10m 4m 2 {kubelet test-cluster-cja8smaK-oQSR} spec.containers{pnovotnak-manhole} Normal Pulled Successfully pulled image "pnovotnak/it"
4m 4m 1 {kubelet test-cluster-cja8smaK-oQSR} spec.containers{pnovotnak-manhole} Normal Created Created container with docker id yyyyyyyyyyyy; Security:[seccomp=unconfined]
4m 4m 1 {kubelet test-cluster-cja8smaK-oQSR} spec.containers{pnovotnak-manhole} Normal Started Started container with docker id yyyyyyyyyyyy
ポッドログから取得できるのは、
{
textPayload: "shutting down, got signal: Terminated
"
insertId: "aaaaaaaaaaaaaaaa"
resource: {
type: "container"
labels: {
pod_id: "pnovotnak-manhole-123456789-82l2h"
...
}
}
timestamp: "2017-02-03T22:34:48Z"
severity: "ERROR"
labels: {
container.googleapis.com/container_name: "POD"
...
}
logName: "projects/myproj/logs/POD"
}
そして、kubletログ。
{
insertId: "bbbbbbbbbbbbbb"
jsonPayload: {
_BOOT_ID: "ffffffffffffffffffffffffffffffff"
MESSAGE: "I0203 22:41:11.925928 1843 kubelet.go:1816] SyncLoop (PLEG): "pnovotnak-manhole-123456789-82l2h_test(a-uuid)", event: &pleg.PodLifecycleEvent{ID:"another-uuid", Type:"ContainerDied", Data:"..."}"
...
これは、これをOOMイベントとして一意に識別するのに十分とは思えません。他のアイデアは?

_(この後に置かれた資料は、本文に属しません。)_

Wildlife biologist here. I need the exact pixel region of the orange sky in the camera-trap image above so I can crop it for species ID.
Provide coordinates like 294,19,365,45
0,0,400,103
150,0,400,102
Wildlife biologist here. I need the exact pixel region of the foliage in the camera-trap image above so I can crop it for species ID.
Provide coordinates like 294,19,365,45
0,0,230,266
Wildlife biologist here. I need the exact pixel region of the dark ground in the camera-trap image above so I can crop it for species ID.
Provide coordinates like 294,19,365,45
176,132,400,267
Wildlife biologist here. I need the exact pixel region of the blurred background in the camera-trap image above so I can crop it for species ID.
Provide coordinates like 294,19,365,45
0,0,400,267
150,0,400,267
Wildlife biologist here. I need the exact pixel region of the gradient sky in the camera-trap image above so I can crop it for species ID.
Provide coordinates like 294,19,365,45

OOMKilledイベントはログに表示されませんが、ポッドが強制終了されたことを検出できる場合は、 kubectl get pod -o go-template=... <pod-id>
理由を判別します。 the docs の例:
[13:59:01] $ ./cluster/kubectl.sh get pod -o go-template='{{range.status.containerStatuses}}{{"Container Name: "}}{{.name}}{{"\r\nLastState: "}}{{.lastState}}{{end}}' simmemleak-60xbc
Container Name: simmemleak
LastState: map[terminated:map[exitCode:137 reason:OOM Killed startedAt:2015-07-07T20:58:43Z finishedAt:2015-07-07T20:58:43Z containerID:docker://0e4095bba1feccdfe7ef9fb6ebffe972b4b14285d5acdec6f0d3ae8a22fad8b2]]
プログラムでこれを実行している場合、kubectl
出力に依存するより良い代替策は、Kubernetes REST API GET /api/v1/pods
メソッド。 APIにアクセスするためのメソッドも ドキュメントに記載されています です。